Atmospheric Carbon Dioxide

Some people argue that technology offers options to reduce atmospheric carbon, and that there is, therefore, no need to dramatically change our lifestyles and the direction of economic and social development.

Atmospheric carbon can only be reduced in the following ways:

• By reducing emissions of carbon dioxide.
• By removing carbon from the atmosphere.

In this article, we provide an overview of just how much technology can help in reducing atmospheric carbon dioxide.

Reducing emissions of carbon dioxide

One way to reduce atmospheric carbon dioxide (CO2) is to put less into the atmosphere. From a technology perspective, this can be achieved in two ways. First, by using energy efficiently. This means improving the yield from carbon-based energy sources. The energy sources cannot be engineered for a better yield. So the technology that uses such sources must be made more efficient. There is scope for such improvement. The second way in which less CO2 can be put into the atmosphere is by using less carbon-intensive energy sources and more alternative energy sources. The technology for using alternative energy sources exists and can be developed. But neither is existing technology being promoted by government and industry, nor is research into further technologies being supported at the rate it should be.

Carbon sequestration

Carbon sequestration is the permanent removal of CO2 from the atmosphere. There are two types of sequestration: biological and geological.

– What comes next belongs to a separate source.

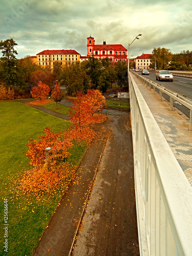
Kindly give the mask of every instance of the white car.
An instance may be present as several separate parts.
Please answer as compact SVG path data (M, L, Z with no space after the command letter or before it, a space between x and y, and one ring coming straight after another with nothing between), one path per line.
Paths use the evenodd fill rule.
M167 70L160 70L156 74L156 80L159 81L172 81L174 80L173 75Z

Biological sequestration is the process by which young, growing trees and plants use CO2 for their growth. Carbon from the atmosphere is absorbed by trees and vegetation, and locked away into their molecular structure. Currently, forests, soils, and other vegetation absorb 40% of manmade emissions. Part of this absorption is driven by the increased CO2 level in the atmosphere, but there is a limit to the capacity of forests and vegetation to respond to increasing CO2 levels. Planting trees and plants is a way to help absorb atmospheric CO2. But the overall process is currently not well understood. For example, it is known that trees and vegetation absorb CO2 while growing. That absorption decreases in maturity. And when a tree or plant dies, it will add carbon dioxide back into the system unless it is taken out of the carbon cycle—by, say, being used as building material. Where trees are planted, in what quantities, and what type of tree, are issues that are not yet fully understood. Tree planting, however, remains one of the best known and most practised methods to reduce CO2.

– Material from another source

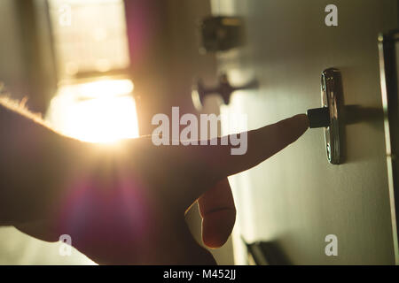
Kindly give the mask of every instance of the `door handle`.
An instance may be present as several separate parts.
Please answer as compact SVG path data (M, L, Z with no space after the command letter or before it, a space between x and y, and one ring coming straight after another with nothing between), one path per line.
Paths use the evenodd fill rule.
M321 76L321 108L307 111L310 128L324 127L325 150L328 161L332 164L340 164L340 112L342 83L340 72L330 68Z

Biological sequestration in oceans has also been investigated by some researchers. One idea is to add iron sulphate to ocean water to increase the growth of marine algae. The algae absorb CO2 from the atmosphere when growing. When they die, they sink to the bottom of the ocean as carbon. Again, the effect of the process on overall marine life is not understood. Many scientists believe that the risks far outweigh the benefits. So this option is currently not safely practicable.

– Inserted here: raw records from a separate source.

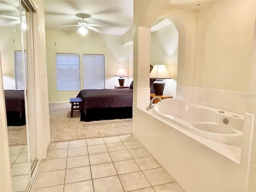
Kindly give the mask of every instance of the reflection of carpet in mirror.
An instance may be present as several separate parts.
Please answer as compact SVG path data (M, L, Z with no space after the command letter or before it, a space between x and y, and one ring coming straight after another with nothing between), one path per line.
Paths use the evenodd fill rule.
M107 137L132 133L132 119L85 122L80 121L80 113L70 117L71 104L49 104L52 142L70 141ZM9 145L26 144L26 126L8 127Z

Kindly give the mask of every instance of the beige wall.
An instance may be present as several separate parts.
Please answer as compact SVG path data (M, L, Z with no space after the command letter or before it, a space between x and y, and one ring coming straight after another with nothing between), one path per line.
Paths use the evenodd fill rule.
M248 92L255 1L217 1L198 11L194 86Z
M20 30L18 27L6 26L0 26L0 30L4 88L15 90L14 51L22 49Z
M172 79L165 80L164 94L176 95L178 33L172 24L151 34L150 41L150 64L164 64Z
M112 89L119 85L118 77L114 75L119 68L124 68L129 75L129 47L122 46L121 36L104 35L89 30L86 36L74 32L46 31L46 45L49 100L50 102L69 101L79 91L57 91L55 53L78 53L80 55L81 89L83 89L82 54L84 53L105 55L106 88ZM129 78L131 77L129 76ZM124 85L130 85L126 78Z

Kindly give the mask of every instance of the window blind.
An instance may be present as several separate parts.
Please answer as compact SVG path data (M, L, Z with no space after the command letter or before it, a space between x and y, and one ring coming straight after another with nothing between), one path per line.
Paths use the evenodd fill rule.
M83 54L84 89L105 88L105 56L101 54Z
M79 54L56 53L58 91L80 90Z
M27 52L24 52L25 60L25 75L26 77L26 87L27 85ZM23 75L23 65L22 64L22 51L14 51L14 68L15 72L15 84L16 90L25 89Z

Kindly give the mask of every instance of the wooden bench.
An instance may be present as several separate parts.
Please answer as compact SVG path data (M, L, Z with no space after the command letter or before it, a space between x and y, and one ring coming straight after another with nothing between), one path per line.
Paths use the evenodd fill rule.
M82 98L77 97L76 98L70 98L70 103L71 104L71 113L70 117L73 117L73 112L76 110L79 110L80 103L82 102Z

Geological sequestration is the capture, compression, and permanent storage of CO2 in underground reservoirs. CO2 capture makes sense only at points where large quantities of CO2 are produced, such as power stations. At these points, the process is estimated to reduce emissions by about 80%. The captured CO2 must then be compressed and transported to underwater storage reservoirs—it is considered too dangerous to store on land—such as saline aquifers and hydrocarbon fields. The risk of CO2 escaping via natural faults or oil-drilling activity, however, is considered very high. The benefits of the process and the availability of the technology makes geological sequestration feasible. Its only industrial-scale implementation below the bed of the Norwegian Sleipner gasfield is therefore being carefully monitored. It should be noted, however, that the one million tonnes of CO2 that has been sequestered under the Sleipner field represents about 3% of Norway's CO2 emissions for one year.

Conclusions

There is a limit to the efficiency that technology can bring, and carbon sequestration provides small and unreliable benefits. Most certainly, technology can reduce atmospheric CO2. Such a reduction could only be measured relative to total atmospheric CO2. If we continue with the growth-driven business-as-usual economic model, the reduction that technology can bring will not have any impact on atmospheric CO2 that will halt global warming. Technology will, however, have a significant impact if there are limits placed on countries' carbon emissions. Alternative energy sources, such as solar energy, can also have a significant effect and should be promoted.